Court Frees Fake NGO Staff After Arrests Over Roadblock

Four men who set up an illegal roadblock in Kampot province to extort money from villagers transporting wood were released without charge on Saturday, with a court prosecutor calling their offense “very minor.”

The men had told villagers in Chhuk district that they were from the Resource and Conservation Protection Group and were checking for illegal logging activity in the area, but villagers complained to police that they were being extorted for transporting firewood and other forest products, according to provincial police chief Mao Chanmathurith.

Brigadier General Chanmathurith said locals told police that the men had been operating a roving roadblock in the commune for nearly a month, charging villagers small sums of cash to pass through with wood.

He said the four men—Kheng Rim, 31; Kong Hun, 40; Nhoeng Bunet, 32; and Viet Sopheak, 37—were arrested on Thursday in Trapaing Phlaing commune, at the site of the roadblock, and sent to the Kampot Provincial Court on Friday.

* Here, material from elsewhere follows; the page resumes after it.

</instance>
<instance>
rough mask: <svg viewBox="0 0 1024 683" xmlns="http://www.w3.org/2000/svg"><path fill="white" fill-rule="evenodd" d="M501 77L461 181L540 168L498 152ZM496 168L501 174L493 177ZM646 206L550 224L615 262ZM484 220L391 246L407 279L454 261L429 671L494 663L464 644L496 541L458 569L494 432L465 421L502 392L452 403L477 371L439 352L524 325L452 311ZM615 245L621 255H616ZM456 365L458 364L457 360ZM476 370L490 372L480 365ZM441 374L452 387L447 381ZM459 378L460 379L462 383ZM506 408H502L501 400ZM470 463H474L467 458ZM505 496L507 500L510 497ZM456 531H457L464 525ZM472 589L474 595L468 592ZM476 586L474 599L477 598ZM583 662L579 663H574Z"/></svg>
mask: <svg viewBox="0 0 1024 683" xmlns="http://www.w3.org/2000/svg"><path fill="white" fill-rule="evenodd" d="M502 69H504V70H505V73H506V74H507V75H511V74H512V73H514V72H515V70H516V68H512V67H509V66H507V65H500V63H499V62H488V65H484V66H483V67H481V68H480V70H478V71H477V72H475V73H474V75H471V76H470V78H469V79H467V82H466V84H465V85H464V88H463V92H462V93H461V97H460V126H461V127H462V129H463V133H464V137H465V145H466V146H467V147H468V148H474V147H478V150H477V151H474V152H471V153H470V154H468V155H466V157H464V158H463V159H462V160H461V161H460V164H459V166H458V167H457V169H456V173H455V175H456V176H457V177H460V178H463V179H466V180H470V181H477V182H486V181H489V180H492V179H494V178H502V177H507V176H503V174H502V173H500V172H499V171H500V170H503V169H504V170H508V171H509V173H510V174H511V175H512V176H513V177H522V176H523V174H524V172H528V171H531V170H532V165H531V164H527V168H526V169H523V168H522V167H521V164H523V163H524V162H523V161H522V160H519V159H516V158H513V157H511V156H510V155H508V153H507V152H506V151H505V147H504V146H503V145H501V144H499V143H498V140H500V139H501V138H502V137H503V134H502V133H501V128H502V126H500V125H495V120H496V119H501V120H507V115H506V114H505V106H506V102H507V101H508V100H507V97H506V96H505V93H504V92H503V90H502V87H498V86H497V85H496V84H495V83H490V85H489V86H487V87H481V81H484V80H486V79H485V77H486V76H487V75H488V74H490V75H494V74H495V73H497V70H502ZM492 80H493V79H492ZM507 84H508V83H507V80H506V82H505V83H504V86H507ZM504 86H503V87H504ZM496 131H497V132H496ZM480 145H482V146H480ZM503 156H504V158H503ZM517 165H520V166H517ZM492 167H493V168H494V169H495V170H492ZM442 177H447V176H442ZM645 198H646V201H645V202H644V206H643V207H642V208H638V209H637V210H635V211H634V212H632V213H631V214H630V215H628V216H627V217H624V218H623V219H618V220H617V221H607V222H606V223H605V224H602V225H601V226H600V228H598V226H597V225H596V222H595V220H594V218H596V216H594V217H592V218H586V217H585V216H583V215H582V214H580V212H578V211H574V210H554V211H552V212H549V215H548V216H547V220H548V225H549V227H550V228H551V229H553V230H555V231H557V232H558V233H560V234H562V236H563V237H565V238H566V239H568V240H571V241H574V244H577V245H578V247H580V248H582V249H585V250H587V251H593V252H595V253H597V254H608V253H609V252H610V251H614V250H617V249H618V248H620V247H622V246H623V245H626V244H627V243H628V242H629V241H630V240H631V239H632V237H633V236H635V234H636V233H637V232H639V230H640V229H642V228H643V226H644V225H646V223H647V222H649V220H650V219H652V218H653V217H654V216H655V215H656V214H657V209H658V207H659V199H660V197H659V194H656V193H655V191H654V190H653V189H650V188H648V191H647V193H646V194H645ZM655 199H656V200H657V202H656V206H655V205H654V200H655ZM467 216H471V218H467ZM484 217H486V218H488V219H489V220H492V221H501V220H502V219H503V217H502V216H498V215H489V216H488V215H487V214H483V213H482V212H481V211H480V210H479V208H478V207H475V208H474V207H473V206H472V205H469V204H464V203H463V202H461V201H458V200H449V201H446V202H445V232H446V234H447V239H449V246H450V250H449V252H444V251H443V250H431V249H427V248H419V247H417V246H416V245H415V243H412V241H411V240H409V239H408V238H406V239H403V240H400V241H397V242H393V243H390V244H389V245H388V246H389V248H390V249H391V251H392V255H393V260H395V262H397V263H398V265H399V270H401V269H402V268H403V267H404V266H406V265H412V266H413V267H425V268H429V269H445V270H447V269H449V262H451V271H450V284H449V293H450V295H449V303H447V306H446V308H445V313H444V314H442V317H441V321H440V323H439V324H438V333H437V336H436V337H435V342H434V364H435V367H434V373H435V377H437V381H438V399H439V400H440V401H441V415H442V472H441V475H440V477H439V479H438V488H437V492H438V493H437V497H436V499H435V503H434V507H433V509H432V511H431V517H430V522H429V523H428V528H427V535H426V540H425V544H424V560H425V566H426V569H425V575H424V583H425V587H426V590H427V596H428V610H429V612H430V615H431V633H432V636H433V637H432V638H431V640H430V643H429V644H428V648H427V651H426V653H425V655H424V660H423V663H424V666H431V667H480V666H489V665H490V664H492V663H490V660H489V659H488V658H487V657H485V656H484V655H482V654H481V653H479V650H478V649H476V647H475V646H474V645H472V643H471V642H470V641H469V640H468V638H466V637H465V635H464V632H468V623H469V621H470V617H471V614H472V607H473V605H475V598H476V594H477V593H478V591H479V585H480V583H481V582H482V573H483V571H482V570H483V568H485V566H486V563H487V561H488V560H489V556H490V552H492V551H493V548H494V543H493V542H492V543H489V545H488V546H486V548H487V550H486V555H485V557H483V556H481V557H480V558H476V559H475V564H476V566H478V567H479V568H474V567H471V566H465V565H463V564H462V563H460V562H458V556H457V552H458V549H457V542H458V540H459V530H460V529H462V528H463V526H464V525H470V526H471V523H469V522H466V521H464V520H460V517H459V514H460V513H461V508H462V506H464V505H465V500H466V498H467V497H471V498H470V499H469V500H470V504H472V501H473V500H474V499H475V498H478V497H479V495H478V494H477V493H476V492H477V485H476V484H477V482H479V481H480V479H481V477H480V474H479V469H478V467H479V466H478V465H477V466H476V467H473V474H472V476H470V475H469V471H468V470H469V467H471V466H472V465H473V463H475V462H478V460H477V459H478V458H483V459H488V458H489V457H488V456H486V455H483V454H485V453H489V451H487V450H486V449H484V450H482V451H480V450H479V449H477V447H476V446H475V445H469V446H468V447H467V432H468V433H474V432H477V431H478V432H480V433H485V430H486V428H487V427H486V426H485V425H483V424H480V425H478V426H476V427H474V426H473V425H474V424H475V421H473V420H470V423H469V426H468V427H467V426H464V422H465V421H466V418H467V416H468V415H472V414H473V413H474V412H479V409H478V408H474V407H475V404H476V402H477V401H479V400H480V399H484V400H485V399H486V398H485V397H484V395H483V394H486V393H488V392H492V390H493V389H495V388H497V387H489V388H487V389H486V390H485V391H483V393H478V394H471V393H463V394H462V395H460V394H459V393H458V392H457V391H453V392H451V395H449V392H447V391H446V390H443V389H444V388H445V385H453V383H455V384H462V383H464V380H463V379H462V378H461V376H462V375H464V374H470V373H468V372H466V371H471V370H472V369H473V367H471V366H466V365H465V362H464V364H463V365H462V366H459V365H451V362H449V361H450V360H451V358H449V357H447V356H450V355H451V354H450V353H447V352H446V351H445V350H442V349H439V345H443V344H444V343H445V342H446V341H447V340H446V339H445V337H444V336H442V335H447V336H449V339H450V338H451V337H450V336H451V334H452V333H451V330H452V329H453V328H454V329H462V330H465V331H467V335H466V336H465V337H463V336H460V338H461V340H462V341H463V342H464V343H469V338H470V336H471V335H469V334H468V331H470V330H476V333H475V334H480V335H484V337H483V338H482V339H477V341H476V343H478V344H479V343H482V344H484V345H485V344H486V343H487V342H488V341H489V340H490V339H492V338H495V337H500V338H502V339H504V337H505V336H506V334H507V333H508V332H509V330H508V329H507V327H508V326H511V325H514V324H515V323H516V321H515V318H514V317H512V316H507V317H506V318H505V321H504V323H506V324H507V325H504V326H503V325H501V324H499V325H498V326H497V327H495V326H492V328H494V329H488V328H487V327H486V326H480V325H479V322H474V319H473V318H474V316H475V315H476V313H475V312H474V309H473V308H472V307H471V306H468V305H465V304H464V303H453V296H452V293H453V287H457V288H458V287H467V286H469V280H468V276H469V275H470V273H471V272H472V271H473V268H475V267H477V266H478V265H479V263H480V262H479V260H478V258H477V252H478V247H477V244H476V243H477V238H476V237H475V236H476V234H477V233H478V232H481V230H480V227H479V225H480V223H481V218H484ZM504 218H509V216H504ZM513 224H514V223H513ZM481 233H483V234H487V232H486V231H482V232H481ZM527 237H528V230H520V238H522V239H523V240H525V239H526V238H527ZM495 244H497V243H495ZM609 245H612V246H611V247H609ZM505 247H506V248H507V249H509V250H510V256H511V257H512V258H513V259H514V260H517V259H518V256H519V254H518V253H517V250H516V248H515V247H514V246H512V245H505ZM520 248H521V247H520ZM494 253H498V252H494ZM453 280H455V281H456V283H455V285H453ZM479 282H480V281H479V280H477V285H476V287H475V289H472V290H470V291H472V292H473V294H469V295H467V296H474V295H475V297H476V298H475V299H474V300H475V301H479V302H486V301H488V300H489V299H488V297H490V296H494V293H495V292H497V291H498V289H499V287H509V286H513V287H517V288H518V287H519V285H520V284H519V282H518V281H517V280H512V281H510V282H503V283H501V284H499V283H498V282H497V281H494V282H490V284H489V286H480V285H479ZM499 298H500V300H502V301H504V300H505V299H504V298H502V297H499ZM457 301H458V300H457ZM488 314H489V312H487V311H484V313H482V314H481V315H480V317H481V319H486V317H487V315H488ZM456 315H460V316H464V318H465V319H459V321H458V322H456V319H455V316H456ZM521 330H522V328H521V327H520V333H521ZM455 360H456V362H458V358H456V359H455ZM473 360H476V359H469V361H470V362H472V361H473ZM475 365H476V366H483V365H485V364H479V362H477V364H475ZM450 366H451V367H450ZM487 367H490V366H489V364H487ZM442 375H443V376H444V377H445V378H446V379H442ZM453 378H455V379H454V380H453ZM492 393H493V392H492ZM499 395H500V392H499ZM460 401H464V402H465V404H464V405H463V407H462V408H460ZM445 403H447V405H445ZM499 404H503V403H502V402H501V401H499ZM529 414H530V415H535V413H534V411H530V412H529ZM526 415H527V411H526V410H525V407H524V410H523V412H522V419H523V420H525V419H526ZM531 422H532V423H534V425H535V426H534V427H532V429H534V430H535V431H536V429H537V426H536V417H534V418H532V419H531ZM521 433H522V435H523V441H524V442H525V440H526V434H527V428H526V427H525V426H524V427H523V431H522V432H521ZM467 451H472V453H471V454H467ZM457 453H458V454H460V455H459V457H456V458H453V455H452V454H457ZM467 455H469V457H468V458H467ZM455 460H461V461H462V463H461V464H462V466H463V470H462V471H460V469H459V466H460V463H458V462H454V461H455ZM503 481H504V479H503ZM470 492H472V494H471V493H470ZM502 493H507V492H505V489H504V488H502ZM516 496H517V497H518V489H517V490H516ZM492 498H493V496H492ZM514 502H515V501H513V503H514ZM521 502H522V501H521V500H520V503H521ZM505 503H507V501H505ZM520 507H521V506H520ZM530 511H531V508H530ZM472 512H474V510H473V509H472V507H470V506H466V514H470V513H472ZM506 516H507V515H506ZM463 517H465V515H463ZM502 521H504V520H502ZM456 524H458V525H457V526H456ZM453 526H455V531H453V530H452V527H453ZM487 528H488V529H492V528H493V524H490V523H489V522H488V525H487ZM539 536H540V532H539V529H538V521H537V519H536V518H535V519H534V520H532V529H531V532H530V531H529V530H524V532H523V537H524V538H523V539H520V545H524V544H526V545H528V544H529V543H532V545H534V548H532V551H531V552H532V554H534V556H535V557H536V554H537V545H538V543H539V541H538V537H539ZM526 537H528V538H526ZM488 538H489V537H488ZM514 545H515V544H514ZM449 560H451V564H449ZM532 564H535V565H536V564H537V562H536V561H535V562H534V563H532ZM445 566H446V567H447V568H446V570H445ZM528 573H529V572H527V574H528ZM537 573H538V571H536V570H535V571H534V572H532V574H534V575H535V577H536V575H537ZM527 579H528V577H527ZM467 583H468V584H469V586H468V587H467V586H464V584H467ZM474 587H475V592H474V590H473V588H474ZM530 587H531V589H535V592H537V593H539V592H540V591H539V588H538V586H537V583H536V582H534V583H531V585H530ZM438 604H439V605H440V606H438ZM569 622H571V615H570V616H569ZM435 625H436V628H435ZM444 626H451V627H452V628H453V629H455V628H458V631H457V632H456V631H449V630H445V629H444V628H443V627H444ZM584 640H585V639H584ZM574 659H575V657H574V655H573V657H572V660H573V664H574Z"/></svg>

He said they insisted they were genuine conservationists and that their roadblock was legitimate, despite the fact that it is not legal for private organizations to stop motorists and seek fees.

“They were released by the court’s chief prosecutor, Ek Chenghuot, on Saturday at about 3 p.m.” he said. “It was at the chief prosecutor’s discretion. We dare not go against his decision.”

Mr. Chenghuot confirmed the men were released without charge, despite having been caught in the act of manning the checkpoint.

“Their offense is very minor, so we just advised them to stop doing it,” he said, adding that one of the four men had been carrying a card identifying him as a member of the Resource and Conservation Protection Group but could not recall which one.

Details about the supposed natural-resource protection organization were scant yesterday, with neither the police chief nor prosecutor able to provide information on whether it conducted legitimate activities.

However, Mam Kesey, provincial coordinator for rights group Licadho, said he had heard reports from other parts of Kampot that people identifying themselves as members of the group were taking money from villagers in exchange for not reporting illegal forestry activities.

Chut Odom, the head of the Natural Resource Protection Group, an established conservation NGO that was founded by his father, murdered environmental activist Chut Wutty, said he had heard similar stories of extortion in Kampot, Pursat and Koh Kong provinces.

“They only take money from villagers,” he said. “They do not do environmental work.”